In 1972, after the return of Sir Edward Mutesa II’s remains, Sheikh Kayongo formed part of the team that received crown prince Ronald Muwenda Mutebi II at Kakungulu’s house at Kibuli. In 1986, he was part of the delegation that went to Mecca, Saudi Arabia to negotiate peace among Ugandan Muslims.

The negotiations resulted into the 1987 Uganda Muslim Supreme Council (UMSC) constitution under which he deputized Mufti Sheikh Ibrahim Saad Luwemba. In 1993, to resolve the rivalry between Sheikh Luwemba and Sheikh Hussein Rajab Kakooza, Museveni instituted a committee led by retired Supreme court judge George Kanyeihamba to resolve the wrangle.
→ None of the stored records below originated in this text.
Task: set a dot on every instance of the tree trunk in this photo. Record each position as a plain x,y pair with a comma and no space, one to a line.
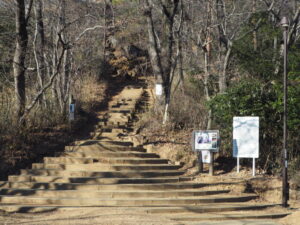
19,58
40,42
153,48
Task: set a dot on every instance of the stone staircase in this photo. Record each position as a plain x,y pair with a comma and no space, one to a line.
108,170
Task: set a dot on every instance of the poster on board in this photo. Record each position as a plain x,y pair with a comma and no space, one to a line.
206,156
206,140
246,137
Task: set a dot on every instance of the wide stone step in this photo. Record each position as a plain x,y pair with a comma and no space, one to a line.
105,174
83,186
232,216
105,194
109,154
123,202
104,142
95,180
100,148
113,123
107,134
113,129
211,208
73,160
103,167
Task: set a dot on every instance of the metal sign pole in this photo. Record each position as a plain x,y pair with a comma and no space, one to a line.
285,189
253,167
211,164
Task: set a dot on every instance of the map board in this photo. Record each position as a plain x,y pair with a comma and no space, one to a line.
246,137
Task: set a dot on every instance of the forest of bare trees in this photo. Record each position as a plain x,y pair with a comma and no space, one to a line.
215,58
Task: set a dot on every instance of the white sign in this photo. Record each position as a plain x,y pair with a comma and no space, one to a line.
206,140
246,137
158,89
206,156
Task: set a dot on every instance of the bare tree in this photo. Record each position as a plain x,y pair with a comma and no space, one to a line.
20,55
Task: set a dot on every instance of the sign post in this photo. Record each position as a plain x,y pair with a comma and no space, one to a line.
72,109
246,139
206,142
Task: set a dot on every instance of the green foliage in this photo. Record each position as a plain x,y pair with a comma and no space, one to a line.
7,28
260,93
259,63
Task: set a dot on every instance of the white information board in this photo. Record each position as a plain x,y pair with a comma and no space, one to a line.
246,137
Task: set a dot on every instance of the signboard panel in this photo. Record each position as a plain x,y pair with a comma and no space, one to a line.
158,89
246,137
206,156
206,140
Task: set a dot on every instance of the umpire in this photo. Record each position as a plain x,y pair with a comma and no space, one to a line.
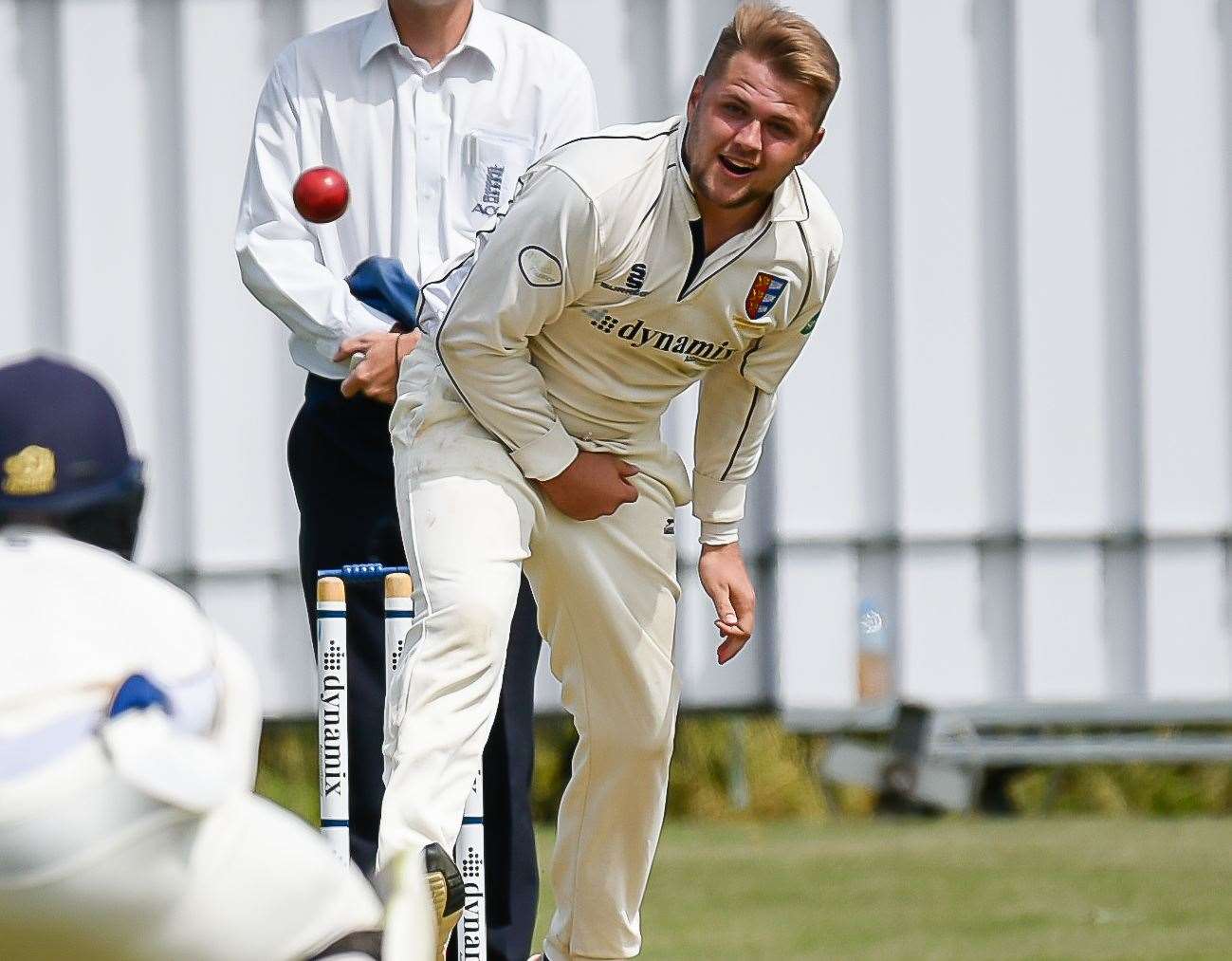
432,110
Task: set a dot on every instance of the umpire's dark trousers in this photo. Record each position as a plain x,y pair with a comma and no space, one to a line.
341,467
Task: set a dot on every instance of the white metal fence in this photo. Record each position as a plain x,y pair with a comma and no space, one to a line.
1005,460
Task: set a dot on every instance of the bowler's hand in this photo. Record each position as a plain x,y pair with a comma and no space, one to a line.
594,486
725,580
376,375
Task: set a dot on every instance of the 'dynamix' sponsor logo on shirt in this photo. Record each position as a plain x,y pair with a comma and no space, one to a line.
639,335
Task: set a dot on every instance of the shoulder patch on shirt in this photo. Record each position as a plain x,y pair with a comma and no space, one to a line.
540,268
764,295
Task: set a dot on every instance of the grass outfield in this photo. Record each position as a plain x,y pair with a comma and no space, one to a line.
961,889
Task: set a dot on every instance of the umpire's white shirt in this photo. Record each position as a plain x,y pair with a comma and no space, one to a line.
431,154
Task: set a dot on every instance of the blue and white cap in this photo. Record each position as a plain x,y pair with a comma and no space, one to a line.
62,440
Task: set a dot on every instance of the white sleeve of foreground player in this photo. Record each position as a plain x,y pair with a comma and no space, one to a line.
539,259
734,409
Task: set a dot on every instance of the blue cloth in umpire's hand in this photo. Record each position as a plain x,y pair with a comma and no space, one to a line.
383,285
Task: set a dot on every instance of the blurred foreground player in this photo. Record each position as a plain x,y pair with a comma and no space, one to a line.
630,265
128,733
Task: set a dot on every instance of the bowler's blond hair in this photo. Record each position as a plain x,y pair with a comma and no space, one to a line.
781,37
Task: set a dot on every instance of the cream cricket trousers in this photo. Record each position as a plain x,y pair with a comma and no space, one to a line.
606,594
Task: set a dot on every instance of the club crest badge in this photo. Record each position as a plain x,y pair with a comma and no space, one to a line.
29,472
764,295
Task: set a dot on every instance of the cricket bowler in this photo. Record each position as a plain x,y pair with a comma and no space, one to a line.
128,734
526,437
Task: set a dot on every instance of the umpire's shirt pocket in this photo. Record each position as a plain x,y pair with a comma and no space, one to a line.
491,163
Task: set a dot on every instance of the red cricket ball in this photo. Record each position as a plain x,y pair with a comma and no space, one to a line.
321,194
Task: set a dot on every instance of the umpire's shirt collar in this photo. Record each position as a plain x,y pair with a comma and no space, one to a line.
482,38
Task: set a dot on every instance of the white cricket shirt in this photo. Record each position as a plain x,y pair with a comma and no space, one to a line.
589,308
432,154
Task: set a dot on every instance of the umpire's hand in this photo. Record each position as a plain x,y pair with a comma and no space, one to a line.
379,356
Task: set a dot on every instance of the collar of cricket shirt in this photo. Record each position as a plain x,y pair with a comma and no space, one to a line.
482,36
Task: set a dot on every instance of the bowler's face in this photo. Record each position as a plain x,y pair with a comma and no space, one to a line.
748,130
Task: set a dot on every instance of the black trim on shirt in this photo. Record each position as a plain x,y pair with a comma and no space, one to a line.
740,440
754,242
699,258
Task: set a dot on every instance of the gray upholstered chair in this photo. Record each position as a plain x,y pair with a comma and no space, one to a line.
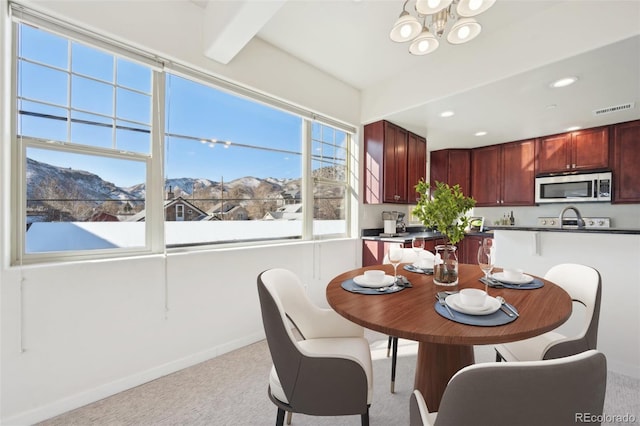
326,372
408,256
558,392
584,285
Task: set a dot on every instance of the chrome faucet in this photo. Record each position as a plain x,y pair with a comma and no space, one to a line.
579,220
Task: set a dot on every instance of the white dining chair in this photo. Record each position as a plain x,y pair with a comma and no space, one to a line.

The outcome of this effort was the institution of an interim administration led by Sheikh Ahmad Mukasa and deputized by Sheikh Kayongo. The wrangles did not end until December 2000 when Sheikh Shaban Ramathan Mubajje was elected Mufti.

Sheikh Kayongo went off the scene but resurfaced on January 28, 2008 when he was installed as Supreme Mufti, a rival to Mubajje.